I found this book a month before I turned was turning 30.... I was looking for something as sort of a guide to help me into the next decade of my life. This book is a must read! I think it would be appreciate by all single woman. It has some thought provoking moments that allow you to reflect on how you truely think about issues: marriage, dating, children, self confidence, body image and career. I'd highly recomend!
Great book, simple, practical and so SO capturing! The format is a little different but nonetheless entertaining, there was not a single chapter that I couldn't relate to my own experiences.
I have a vast interest in women's literature of this sort. "Chick novels" are novels with similar characteristics: single women in their twenties or thirties with semi-successful careers and unsatisfactory love lives. These novels chronical the heroines' efforts in finding a suitable mate. It doesn't take a genius to figure out that the reason these heroines find men with such tenacity has much more to do with the fear of ending up alone than anything else. Compared to men's fiction -- which focuses more on their bachelor status or love for sports -- it doesn't escape my attention that women, whether in real life or in novels, need men to validate their lives.
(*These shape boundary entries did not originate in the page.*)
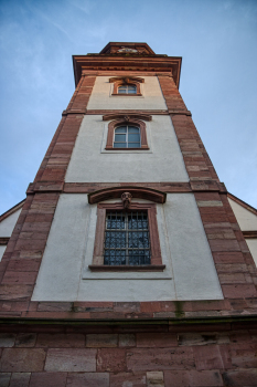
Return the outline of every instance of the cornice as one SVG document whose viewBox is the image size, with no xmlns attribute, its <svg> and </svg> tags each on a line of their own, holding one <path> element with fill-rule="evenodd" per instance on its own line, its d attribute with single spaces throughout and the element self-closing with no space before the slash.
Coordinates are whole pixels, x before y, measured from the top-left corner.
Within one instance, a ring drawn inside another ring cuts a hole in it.
<svg viewBox="0 0 257 387">
<path fill-rule="evenodd" d="M 73 55 L 75 85 L 77 86 L 83 72 L 94 71 L 103 75 L 103 72 L 119 71 L 150 72 L 152 75 L 162 73 L 172 75 L 179 88 L 182 57 L 163 55 L 135 55 L 135 54 L 96 54 L 96 55 Z"/>
</svg>

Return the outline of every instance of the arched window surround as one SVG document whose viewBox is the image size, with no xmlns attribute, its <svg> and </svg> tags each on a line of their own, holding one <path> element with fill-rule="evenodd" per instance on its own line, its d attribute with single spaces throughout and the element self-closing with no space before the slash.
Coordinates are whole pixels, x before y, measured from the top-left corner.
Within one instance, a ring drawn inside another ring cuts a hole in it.
<svg viewBox="0 0 257 387">
<path fill-rule="evenodd" d="M 115 129 L 121 125 L 132 125 L 140 128 L 141 135 L 141 147 L 140 148 L 114 148 L 114 136 Z M 124 117 L 111 121 L 108 125 L 108 135 L 106 143 L 106 150 L 149 150 L 148 142 L 147 142 L 147 128 L 146 123 L 137 118 Z"/>
<path fill-rule="evenodd" d="M 114 83 L 114 91 L 111 95 L 118 95 L 118 96 L 141 96 L 142 95 L 140 84 L 144 82 L 143 79 L 135 77 L 135 76 L 111 77 L 109 79 L 109 82 Z M 119 94 L 119 86 L 121 85 L 136 86 L 137 91 L 135 94 Z"/>
</svg>

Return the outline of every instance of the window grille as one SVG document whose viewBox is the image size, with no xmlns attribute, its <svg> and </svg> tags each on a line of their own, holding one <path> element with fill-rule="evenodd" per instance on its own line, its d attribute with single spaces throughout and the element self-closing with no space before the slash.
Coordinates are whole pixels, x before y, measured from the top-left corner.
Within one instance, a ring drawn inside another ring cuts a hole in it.
<svg viewBox="0 0 257 387">
<path fill-rule="evenodd" d="M 114 148 L 140 148 L 140 129 L 137 126 L 126 125 L 115 129 Z"/>
<path fill-rule="evenodd" d="M 137 86 L 121 85 L 118 88 L 118 94 L 137 94 Z"/>
<path fill-rule="evenodd" d="M 147 211 L 107 211 L 104 264 L 143 265 L 150 263 Z"/>
</svg>

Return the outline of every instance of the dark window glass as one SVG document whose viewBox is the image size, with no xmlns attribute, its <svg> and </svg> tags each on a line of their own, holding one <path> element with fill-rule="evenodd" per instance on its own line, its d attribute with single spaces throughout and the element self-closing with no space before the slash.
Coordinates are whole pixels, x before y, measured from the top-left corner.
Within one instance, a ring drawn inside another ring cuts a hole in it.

Hence why I love this novel. Thakor delved into these issues. Furthermore, I was delighted to read that Ani isn't ashamed to acknowledge herself as professionally successful and is unwilling to lose her power over a man. There are various feminist issues in this book, all of which are meant to empower women and remind them that there is such a thing as having one's own idenity while in a relationship.
Ani shouldn't be ashamed of wanting someone to love. After all, who wants to be lonesome? Wanting someone to share your life with is nothing to be embarrassed about. Having someone doesn't have to validate your life, but it is still nice to have someone.
This is a great book. Every single (or attached, or married) woman should own it! I highly recommend it.
Ms. Thakor just wowed me. I bought the book after a mutual colleague told me about it. Actually I bought several copies actually, thinking it would be a good gift for my growing list of "singelton" friends. I was expecting a Bridget Jones-like approach with a few clever adaptations, I was delighted to be wrong! I loved the more modern medium of email instead of a diary to impart the interesting factoids and painful truths of being a single woman at this time in history. I take public transportation to my job in Chicago and many times while reading this book I laughed out loud or had other audible responses to what I was reading. As further endorsement, my brother-in-law picked up the book at my house the other day and was immediately engrossed in one of the discussions about relationships. He actually asked to borrow it, and he's not a really big book reader! Way to go Minisha! Write another book...soon!